More than 250 participants in the event, known as the Black Woods Blizzard Tour, have each raised a minimum of $1,500 to take part in the three-day snowmobile tour of northeastern Minnesota. “But many have raised far more than that,” noted Mike Stephenson, director of marketing and communications for the ALS Association in Minnesota and the Dakotas. Stephenson said many of the participants in the ride raise as much as $10,000-$15,000 on their own every year to support the organization.

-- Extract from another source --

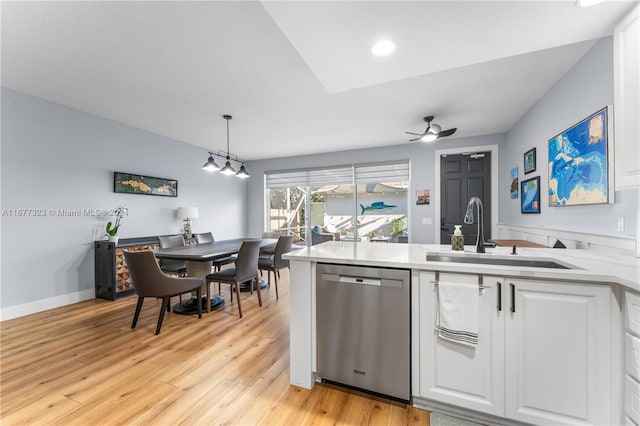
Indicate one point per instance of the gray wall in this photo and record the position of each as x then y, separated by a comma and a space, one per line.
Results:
585, 89
421, 156
54, 157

The money raised pays for research for a cure for this tragic disease, which typically kills those it afflicts within two-to-five years of diagnosis. In addition, said Stephenson, the funds help the more than 600 individuals afflicted with ALS, and their families, purchase medical equipment and other services to help to ameliorate some of the debilitating effects of the disease.
The event, which celebrated its 20th anniversary this year, has grown tremendously since four individuals came up with the idea of a snowmobile ride to raise money. “Back in 1999, four gentlemen decided to ride around Lake Superior,” said Stephenson, “and they raised about $15,000.”
The following year, with support from Black Woods Bar & Grill, a total of 38 riders raised $46,000. In the last two years, however, the growing number of participants raised $1 million annually, with a goal this year of $1.2 million. Besides being the world’s largest snowmobile fundraiser, it’s also now the largest ALS fundraiser in the U.S.
Since its founding, the event has raised just under $10 million for ALS research and help for victims.
Fortune Bay has been a partner on the event since 2001, and hosted more than 300 event participants this past week. “Fortune Bay truly enjoys its partnership with the ALS Association,” said Brian K. Anderson, Fortune Bay’s director of sales and public relations. “I’ve worked with the ALS staff for 12-plus years now and the energy they bring to this event is amazing,” Anderson added. “They are very passionate about the work they do and work tirelessly to ensure everyone who rides in the event is treated like royalty.”
George Meyer, of Embarrass, is one of the participants who attended last Thursday’s dinner and program in the Woodlands Ballroom at Fortune Bay Resort Casino. This was his seventh year taking part in the event and he’s motivated by the fact that his brother-in-law and two other friends in the area are suffering from ALS. “We have to do what we can to deal with ALS,” he said.
The event has attracted some celebrities over the years, including former Twins first baseman Kent Hrbek and former catcher Terry Steinbach, both of whom lost family members to ALS. Former Twins pitching ace Jack Morris and former manager Ron Gardenhire also took part in the event this year.
Thursday’s cold temperatures did limit participation in the planned ride from the tour’s start in Proctor to Fortune Bay. Tour organizers ended up trailering some of the sleds and bussing riders to Eveleth. From there, riders took their snowmobiles the rest of the way.